Los irlandeses incendiaron la sala Nazca de Madrid, dando un puñetazo en la mesa y confirmando todas las expectativas que habían generado
Definir la historia de Irlanda como trágica quizá sea algo exagerado (o no), pero es un país, sin duda, ligado al dolor, al sufrimiento, a la lucha contra la adversidad. Es también una historia de lucha, de supervivencia, de resistencia, de resiliencia y de superación. Eso explica por qué de esa isla tan relativamente pequeña han salido tantos nombres importantes en la literatura y en la música.
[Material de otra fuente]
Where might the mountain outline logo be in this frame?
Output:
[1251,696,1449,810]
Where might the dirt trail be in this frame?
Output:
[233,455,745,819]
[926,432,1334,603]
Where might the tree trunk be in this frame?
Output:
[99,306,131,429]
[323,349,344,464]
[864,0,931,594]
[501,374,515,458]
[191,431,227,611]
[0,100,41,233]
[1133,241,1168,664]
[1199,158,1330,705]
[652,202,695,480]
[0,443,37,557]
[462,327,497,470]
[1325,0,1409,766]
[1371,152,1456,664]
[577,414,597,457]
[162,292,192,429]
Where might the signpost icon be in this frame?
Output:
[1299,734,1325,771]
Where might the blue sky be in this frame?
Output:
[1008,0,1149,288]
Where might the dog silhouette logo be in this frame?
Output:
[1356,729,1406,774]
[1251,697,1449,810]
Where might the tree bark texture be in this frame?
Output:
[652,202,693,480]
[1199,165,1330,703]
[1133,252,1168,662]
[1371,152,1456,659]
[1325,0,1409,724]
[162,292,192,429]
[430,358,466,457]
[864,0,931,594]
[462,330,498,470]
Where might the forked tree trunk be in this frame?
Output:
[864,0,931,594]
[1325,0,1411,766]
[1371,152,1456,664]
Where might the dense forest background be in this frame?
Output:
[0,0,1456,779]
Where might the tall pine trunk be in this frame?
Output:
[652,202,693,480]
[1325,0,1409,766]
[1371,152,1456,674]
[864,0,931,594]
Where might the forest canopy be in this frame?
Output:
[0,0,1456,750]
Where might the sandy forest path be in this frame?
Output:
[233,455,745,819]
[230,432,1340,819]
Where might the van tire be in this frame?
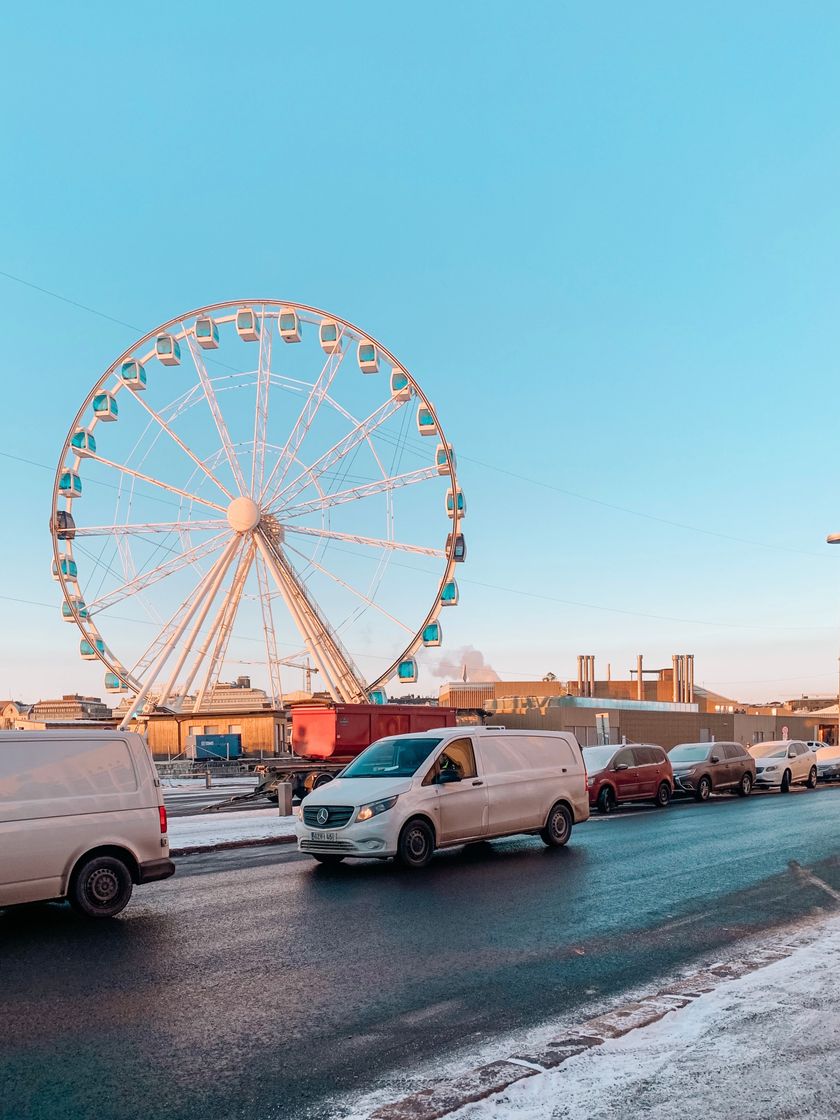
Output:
[598,785,615,813]
[540,801,572,848]
[396,816,435,870]
[67,856,132,917]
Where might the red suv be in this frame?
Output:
[584,743,674,813]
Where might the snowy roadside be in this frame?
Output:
[169,809,299,857]
[362,916,840,1120]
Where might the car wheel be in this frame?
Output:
[540,804,571,848]
[598,785,615,813]
[694,774,711,801]
[67,856,132,917]
[654,782,671,809]
[396,818,435,868]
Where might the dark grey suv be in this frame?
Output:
[668,743,755,801]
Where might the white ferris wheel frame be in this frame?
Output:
[50,299,463,725]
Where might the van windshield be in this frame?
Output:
[339,737,442,777]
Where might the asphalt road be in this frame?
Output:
[0,788,840,1120]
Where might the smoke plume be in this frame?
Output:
[432,645,500,681]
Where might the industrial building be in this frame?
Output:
[439,654,838,749]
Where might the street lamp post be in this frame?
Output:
[825,533,840,747]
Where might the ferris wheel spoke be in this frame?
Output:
[255,529,367,703]
[255,546,283,708]
[260,335,347,502]
[264,396,405,508]
[157,538,242,708]
[87,533,230,615]
[75,517,227,536]
[120,536,240,728]
[193,541,255,712]
[277,467,439,522]
[287,545,414,635]
[250,306,273,497]
[186,330,246,494]
[85,451,227,513]
[283,524,446,559]
[131,393,233,502]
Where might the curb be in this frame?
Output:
[370,945,796,1120]
[169,836,298,858]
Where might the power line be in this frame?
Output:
[0,262,825,559]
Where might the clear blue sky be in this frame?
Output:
[0,2,840,700]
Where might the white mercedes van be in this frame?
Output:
[0,731,175,917]
[296,727,589,867]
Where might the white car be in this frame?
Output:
[809,743,840,782]
[747,739,818,793]
[297,727,589,867]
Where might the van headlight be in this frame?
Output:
[356,794,399,821]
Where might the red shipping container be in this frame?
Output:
[291,703,455,763]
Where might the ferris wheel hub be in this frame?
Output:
[227,497,262,533]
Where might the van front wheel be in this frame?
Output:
[540,804,571,848]
[67,856,132,917]
[396,818,435,868]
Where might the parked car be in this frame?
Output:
[668,743,755,801]
[584,743,674,813]
[297,727,589,868]
[808,741,840,782]
[749,739,816,793]
[0,731,175,917]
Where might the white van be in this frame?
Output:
[297,727,589,867]
[0,731,175,917]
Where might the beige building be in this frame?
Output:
[27,692,113,724]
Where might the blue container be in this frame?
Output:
[195,735,242,759]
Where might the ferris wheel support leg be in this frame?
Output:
[260,531,367,703]
[193,539,254,711]
[120,538,236,730]
[158,538,242,708]
[184,544,254,700]
[254,530,344,702]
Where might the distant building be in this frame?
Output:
[0,700,29,731]
[26,692,113,724]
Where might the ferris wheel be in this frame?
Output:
[50,299,466,724]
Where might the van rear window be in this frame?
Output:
[0,736,137,801]
[478,735,577,774]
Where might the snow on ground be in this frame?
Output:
[451,918,840,1120]
[169,809,298,849]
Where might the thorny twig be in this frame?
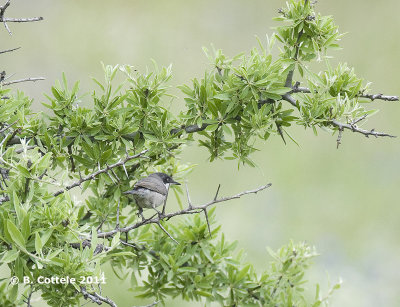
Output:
[97,183,271,238]
[0,0,43,35]
[81,287,117,307]
[53,149,148,196]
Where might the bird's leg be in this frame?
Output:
[162,187,169,215]
[137,206,145,221]
[154,208,164,220]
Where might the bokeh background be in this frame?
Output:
[0,0,400,307]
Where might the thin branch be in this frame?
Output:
[157,221,179,244]
[53,149,148,196]
[282,92,298,108]
[133,301,160,307]
[0,0,43,35]
[81,287,117,307]
[97,183,271,238]
[0,77,46,86]
[330,119,396,141]
[285,86,399,101]
[0,47,21,54]
[358,94,399,101]
[185,182,193,209]
[203,209,212,239]
[0,119,18,133]
[2,17,43,22]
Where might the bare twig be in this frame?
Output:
[330,119,396,140]
[2,17,43,22]
[0,119,18,133]
[185,182,193,209]
[133,301,160,307]
[24,285,33,307]
[81,287,117,307]
[115,199,120,230]
[290,86,399,101]
[53,149,148,196]
[358,94,399,101]
[97,183,271,238]
[157,221,179,244]
[0,0,43,35]
[0,47,21,54]
[0,195,10,205]
[0,77,45,85]
[203,209,212,239]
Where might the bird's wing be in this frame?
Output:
[135,177,168,195]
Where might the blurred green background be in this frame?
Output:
[0,0,400,307]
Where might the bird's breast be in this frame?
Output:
[131,188,165,208]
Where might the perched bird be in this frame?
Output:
[124,173,180,219]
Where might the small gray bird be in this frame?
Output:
[124,173,180,219]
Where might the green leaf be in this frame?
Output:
[17,165,31,178]
[7,220,25,250]
[35,232,43,254]
[0,249,19,263]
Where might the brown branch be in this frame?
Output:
[81,287,117,307]
[0,77,45,86]
[53,149,148,196]
[97,183,271,238]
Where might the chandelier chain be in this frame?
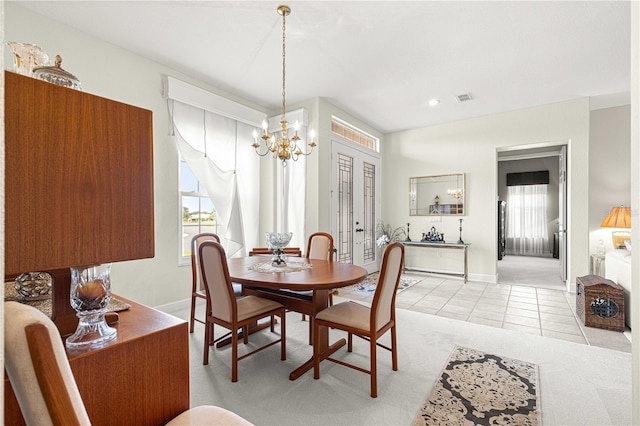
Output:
[282,9,287,121]
[251,5,317,167]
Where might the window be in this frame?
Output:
[331,117,380,152]
[506,185,550,256]
[180,159,218,262]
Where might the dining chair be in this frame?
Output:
[189,232,243,333]
[198,241,287,382]
[302,232,333,345]
[313,242,404,398]
[189,232,220,333]
[4,302,251,426]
La tierra de Joyce y Wilde; la tierra de Thin Lizzy y U2.
“Irlanda no ha cesado de cantarse a sí misma” escribía el añorado Javier Reverte en su libro de viajes sobre la “isla esmeralda”. Sobre su historia, real o legendaria, siempre desde la emoción y la pasión. Toda esta carga de profundidad la podemos encontrar en las que quizá sean las propuestas musicales más importantes que nos han dado los últimos años: Fontains DC y The Murder Capital, dos bandas gemelas nacidas del post-punk que han revitalizado el rock.
Los segundos, con dos discos deslumbrantes a sus espaldas (el más reciente, ‘Gigi’s recovery’, publicado el pasado año), tras su exitoso paso por el BBK bilbaíno en verano, ahora viajan por las salas del país (un lujo que recordaremos en unos años), poniendo las primeras picas de una carrera que apunta exitosa y, esperemos, larga.
La fuerte influencia de Joy Division llega tan lejos que, además de alumbrar el nombre de la banda (tomado de la canción ‘The Eternal’), su cantante recuerda tanto a Ian Curtis que parece que en cualquier momento abrazará el suelo del escenario, retorcido en convulsiones epilépticas.
Arrancaron con ‘‘Return my head’ y ‘More is less’, cubriendo sus dos trabajos, que en directo suenan mucho más contundentes. La tortuosa voz de James McGovern nace muy dentro, formada desde el peso de su herencia irlandesa, y sale desgarrada, expulsada con la irreverencia y el descaro juvenil.
En un concierto breve pero de intensidad descomunal, hicieron gala de todas las bondades mostradas en los trabajos de estudio que, sobre las tablas, resultan apabullantes: presencia escénica magnética, habilidad interpretativa y virtuosismo instrumental, a los que suman una maestría sorprendente para una banda tan joven a la hora de secuenciar los temas y llevar el ritmo del concierto.
Su recital es un esprint en la montaña que se alterna con marchas por el altiplano, siempre en las alturas. Paran lo justo para respirar, para disfrutar la esencia, para paladear los jugosos matices de unas notas tan musicales como literarias. Pero no hay tiempo para desconectar porque en seguida viene otra descarga que nos llena de energía.
Con ‘Heart in the hole’, su último sencillo y que, presumiblemente, formará parte de su próxima entrega, podemos apreciar el virtuosismo de las guitarras de Damien Tuit y Gabriel Pascal. En ‘Green & blue’, su compañero Diarmuid Brennan demuestra que no va a la zaga. Y por encima de ellos, el imponente y majestuoso bajo de Cathal Ropel, como sucede en las grandes bandas: sea más o menos protagónico, no hay una sin uno.
Así, tras 60 minutos que pasan a una velocidad de vértigo, con el público en éxtasis, se acerca el final con ‘Ethel’ y llega la apoteosis con McGovern, guiado por el espíritu de Curtis, saltando de espaldas al vacío, sostenido por la multitud.
Y se van, sin bises, ni poses. Y nosotros con ellos, dispuestos a lanzarnos también con la confianza que da saber que grupos como estos hacen que el rock, con sus nueve vidas de buen gato anglosajón, siempre vuelva.